Please explain LVM Thin making your existing Proxmox drive a mirror

Dunuin · Aug 5, 2024

bossey1 said:
What is the needed command to move the metadata to another vdev/partition?

You need a "special" vdev first. And make sure to mirror it, as losing it means ALL data is lost. Metadata alone can't be moved. You will have to rewrite all the data as well. See:
https://forum.level1techs.com/t/zfs-metadata-special-device-z/159954

bossey1 · Aug 5, 2024

Dunuin said:
You need a "special" vdev first. And make sure to mirror it, as losing it means ALL data is lost. Metadata alone can't be moved. You will have to rewrite all the data as well. See:
https://forum.level1techs.com/t/zfs-metadata-special-device-z/159954

Cool. Thanks for that. I'm hitting the sack now so I will look at that 1st thing. Much appreciated. The way things are going I can see myself getting a community licence very soon.

guruevi · Aug 5, 2024

Personally I would say, do you REALLY need SLOG? If so, why are you sharing your SLOG with other workloads? Are you running time critical databases? If you use the safe write-back cache options on the VMs, you generally won’t see the need, it cuts in your RAM and because you use your SSD for other purposes may actually end up slowing them down. Read how ZFS works, I would use them as caches if you really feel the need and don’t have a lot of RAM because that is where most workloads benefit.
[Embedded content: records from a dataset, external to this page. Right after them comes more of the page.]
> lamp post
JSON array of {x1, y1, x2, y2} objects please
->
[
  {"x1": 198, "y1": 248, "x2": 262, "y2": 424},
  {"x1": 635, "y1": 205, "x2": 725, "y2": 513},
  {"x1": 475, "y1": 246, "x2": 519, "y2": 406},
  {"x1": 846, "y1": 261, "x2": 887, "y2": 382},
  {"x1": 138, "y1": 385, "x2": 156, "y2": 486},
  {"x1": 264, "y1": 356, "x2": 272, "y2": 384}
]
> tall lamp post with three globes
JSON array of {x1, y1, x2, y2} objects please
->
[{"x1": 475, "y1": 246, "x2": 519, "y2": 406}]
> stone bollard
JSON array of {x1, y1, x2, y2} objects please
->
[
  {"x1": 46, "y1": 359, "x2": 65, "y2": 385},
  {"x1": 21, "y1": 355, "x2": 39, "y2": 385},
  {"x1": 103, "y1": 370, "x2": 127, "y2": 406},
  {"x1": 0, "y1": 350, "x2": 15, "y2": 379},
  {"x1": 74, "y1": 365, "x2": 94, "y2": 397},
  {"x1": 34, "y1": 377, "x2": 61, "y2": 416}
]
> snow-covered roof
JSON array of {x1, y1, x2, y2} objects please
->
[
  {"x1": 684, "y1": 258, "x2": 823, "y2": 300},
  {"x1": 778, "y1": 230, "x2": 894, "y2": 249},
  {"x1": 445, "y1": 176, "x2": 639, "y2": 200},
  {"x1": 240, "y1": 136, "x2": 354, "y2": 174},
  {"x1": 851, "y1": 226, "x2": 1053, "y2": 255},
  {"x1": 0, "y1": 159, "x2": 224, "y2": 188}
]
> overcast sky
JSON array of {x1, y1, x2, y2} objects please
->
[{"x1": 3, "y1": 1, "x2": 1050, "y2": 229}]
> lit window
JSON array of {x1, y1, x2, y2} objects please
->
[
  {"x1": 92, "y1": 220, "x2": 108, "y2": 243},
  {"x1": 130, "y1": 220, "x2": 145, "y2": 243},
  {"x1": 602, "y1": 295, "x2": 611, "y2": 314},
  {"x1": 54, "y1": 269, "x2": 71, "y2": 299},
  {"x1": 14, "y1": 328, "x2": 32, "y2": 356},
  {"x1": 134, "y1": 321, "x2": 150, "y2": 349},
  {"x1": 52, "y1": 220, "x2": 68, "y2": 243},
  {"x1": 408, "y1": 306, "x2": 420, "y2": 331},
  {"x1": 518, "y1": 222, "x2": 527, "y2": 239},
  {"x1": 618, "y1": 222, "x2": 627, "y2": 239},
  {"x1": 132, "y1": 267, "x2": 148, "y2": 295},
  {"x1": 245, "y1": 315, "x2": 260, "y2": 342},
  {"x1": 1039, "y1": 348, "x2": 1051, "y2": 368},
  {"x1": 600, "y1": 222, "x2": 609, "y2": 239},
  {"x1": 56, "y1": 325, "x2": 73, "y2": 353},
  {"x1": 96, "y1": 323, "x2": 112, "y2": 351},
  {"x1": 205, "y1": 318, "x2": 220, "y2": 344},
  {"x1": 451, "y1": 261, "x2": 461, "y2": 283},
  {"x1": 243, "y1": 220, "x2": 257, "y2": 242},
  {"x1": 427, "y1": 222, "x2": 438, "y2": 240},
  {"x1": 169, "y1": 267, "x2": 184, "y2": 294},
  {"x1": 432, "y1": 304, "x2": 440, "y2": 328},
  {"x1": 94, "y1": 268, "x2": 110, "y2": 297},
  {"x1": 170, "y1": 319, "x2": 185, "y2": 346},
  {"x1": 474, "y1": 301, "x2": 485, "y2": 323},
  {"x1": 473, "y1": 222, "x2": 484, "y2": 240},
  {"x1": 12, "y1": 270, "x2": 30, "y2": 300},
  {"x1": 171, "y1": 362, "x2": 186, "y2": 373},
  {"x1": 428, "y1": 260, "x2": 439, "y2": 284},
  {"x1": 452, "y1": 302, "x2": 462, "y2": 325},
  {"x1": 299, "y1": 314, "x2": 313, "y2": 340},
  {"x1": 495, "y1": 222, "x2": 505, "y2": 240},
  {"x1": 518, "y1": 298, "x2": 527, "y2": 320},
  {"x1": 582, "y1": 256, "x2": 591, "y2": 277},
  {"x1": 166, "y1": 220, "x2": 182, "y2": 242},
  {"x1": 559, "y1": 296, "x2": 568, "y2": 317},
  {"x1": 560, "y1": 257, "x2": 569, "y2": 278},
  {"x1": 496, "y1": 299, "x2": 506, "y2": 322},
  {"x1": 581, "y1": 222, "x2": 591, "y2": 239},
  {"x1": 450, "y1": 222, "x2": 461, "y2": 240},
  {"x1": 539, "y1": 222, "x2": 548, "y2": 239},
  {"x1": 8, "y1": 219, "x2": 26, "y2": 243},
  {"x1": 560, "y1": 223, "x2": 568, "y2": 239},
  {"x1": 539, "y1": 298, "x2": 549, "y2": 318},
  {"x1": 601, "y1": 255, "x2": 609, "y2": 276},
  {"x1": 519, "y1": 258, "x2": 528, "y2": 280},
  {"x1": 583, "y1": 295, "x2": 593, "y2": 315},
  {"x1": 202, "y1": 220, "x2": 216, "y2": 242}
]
As far as “partitions” - NVMe drives have namespaces. Hence why a NVMe partition is something like nvme0n1p2 - n1 is the namespace, add a namespace (not sure if the tools are on the Proxmox boot disk, the tool is named nvme) and your NVMe will split into two (or 3 or 4) NVMe and they will appear properly in the setup of Proxmox. And your controller should still do wear leveling across the entire flash, this is just between the controller and the host.

Dunuin · Aug 5, 2024

guruevi said:
it cuts in your RAM

That is L2ARC that consumes RAM, not the SLOG. All sync writes are written to RAM + disk anyway. Difference is that without a SLOG the sync writes will be written to the ZIL on your data disks instead of a dedicated disk for it.

bossey1 · Aug 7, 2024

guruevi said:
Personally I would say, do you REALLY need SLOG? If so, why are you sharing your SLOG with other workloads? Are you running time critical databases? If you use the safe write-back cache options on the VMs, you generally won’t see the need, it cuts in your RAM and because you use your SSD for other purposes may actually end up slowing them down. Read how ZFS works, I would use them as caches if you really feel the need and don’t have a lot of RAM because that is where most workloads benefit.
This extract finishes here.